I will start showing the replacement of the two electrolytic capacitors on the floating chassis. They are part of the Beogram 8002 +5 VDC power supply regulation.

These photos go through the replacement from beginning to finish.



























As I typically do, I replace capacitors that have values 4.7uF and less with WIMA MKS capacitors. On the capacitors greater than 4.7uF I use high quality Japanese 105°C electrolytic capacitors. 

Next, here is the old and the new muting relay.  The new relay is an Omron relay as was the original.  The new relay however it fully sealed.






























I changed out the 4C1 capacitor, inside the transformer box next. It is a bipolar type capacitor used in the tangential drive platter motor circuit of the Beogram 8002. 

The original 4C1 capacitor is quite large which is probably why it ended up inside the transformer box.
The modern replacement capacitor is a much smaller physical size so we like using a 3D printed mounting plate for it when we do the replacement.

Here are the before and after photos.






























When I start on the PCB1 and PCB2 capacitor replacement I do usually begin with the microcomputer board (PCB2) first. So that is the case here.

There is only one electrolytic capacitor to replace on PCB2.  That is 2C28 and it is quite important. It is a filter capacitor for the +5 VDC to the microcomputer IC.  

The fit is very tight inside PCB2.  My method of replacing 2C28 now is to cut the leads first to remove it.  Then I desolder the remaining leads.  It is much easier that way with 2C28 out of the way.

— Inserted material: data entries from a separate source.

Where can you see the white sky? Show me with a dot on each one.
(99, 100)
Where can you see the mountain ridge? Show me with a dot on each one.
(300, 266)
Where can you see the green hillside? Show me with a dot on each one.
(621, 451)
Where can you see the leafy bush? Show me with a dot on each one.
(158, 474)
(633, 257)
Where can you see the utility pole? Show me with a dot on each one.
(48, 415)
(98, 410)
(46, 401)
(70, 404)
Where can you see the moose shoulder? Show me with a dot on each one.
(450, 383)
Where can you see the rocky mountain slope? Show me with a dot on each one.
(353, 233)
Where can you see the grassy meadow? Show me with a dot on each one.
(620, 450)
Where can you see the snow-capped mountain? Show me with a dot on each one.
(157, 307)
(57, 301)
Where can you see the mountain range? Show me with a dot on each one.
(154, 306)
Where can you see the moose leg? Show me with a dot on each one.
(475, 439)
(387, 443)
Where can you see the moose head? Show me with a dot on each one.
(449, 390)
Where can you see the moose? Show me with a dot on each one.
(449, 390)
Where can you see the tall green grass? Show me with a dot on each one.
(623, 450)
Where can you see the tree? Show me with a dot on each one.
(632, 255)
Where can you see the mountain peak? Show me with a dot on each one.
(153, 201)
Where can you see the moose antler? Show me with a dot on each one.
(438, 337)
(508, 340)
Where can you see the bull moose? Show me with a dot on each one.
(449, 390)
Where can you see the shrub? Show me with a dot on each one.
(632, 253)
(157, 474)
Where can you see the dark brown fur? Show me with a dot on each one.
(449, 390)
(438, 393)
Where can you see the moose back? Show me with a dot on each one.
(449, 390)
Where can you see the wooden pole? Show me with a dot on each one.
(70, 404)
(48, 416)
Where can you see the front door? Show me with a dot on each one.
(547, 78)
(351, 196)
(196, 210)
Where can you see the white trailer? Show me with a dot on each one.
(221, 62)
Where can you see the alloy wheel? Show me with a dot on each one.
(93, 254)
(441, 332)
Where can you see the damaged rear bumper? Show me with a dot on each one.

I also like to remove the microcomputer IC and replace its 40-pin socket at the same time.

























































One thing to notice regarding 2C28 is that the negative lead has to be soldered to both sides of the board.  That is important of course and is easy to overlook.

Here are the new and original 40-pin 2IC1 sockets side-by-side.  The new socket is a beefier design with tulip style pins.
















Here is the new 2C28 capacitor installed followed by the new 2IC1 socket.
























































Here is 2IC1 reinstalled. 

It is always worth mentioning that you need to follow good electronic precautions for static electricity when handling delicate integrated circuit devices.
 




























Finally, here are the before and after photos of the main board (PCB1) capacitor replacements.

Before






























After






























Another important note regarding the capacitor replacement tasks on PCB1 and PBC2...
A problem we have seen before on the two boards is with the solder connections where the board connectors mount to the circuit boards.  For that reason we always reflow all of the solder points for all the board connector pins.  That is true for other vintage B&O audio components as well.

The main electrical work is done.  I still need to add my test connector to the button control panel that makes the service manual adjustment for the scanning LDR devices easier.  I will do that in the next step along with cleaning the floating chassis, lubricating and adjusting the tangential arm assembly and changing the servo motor belt.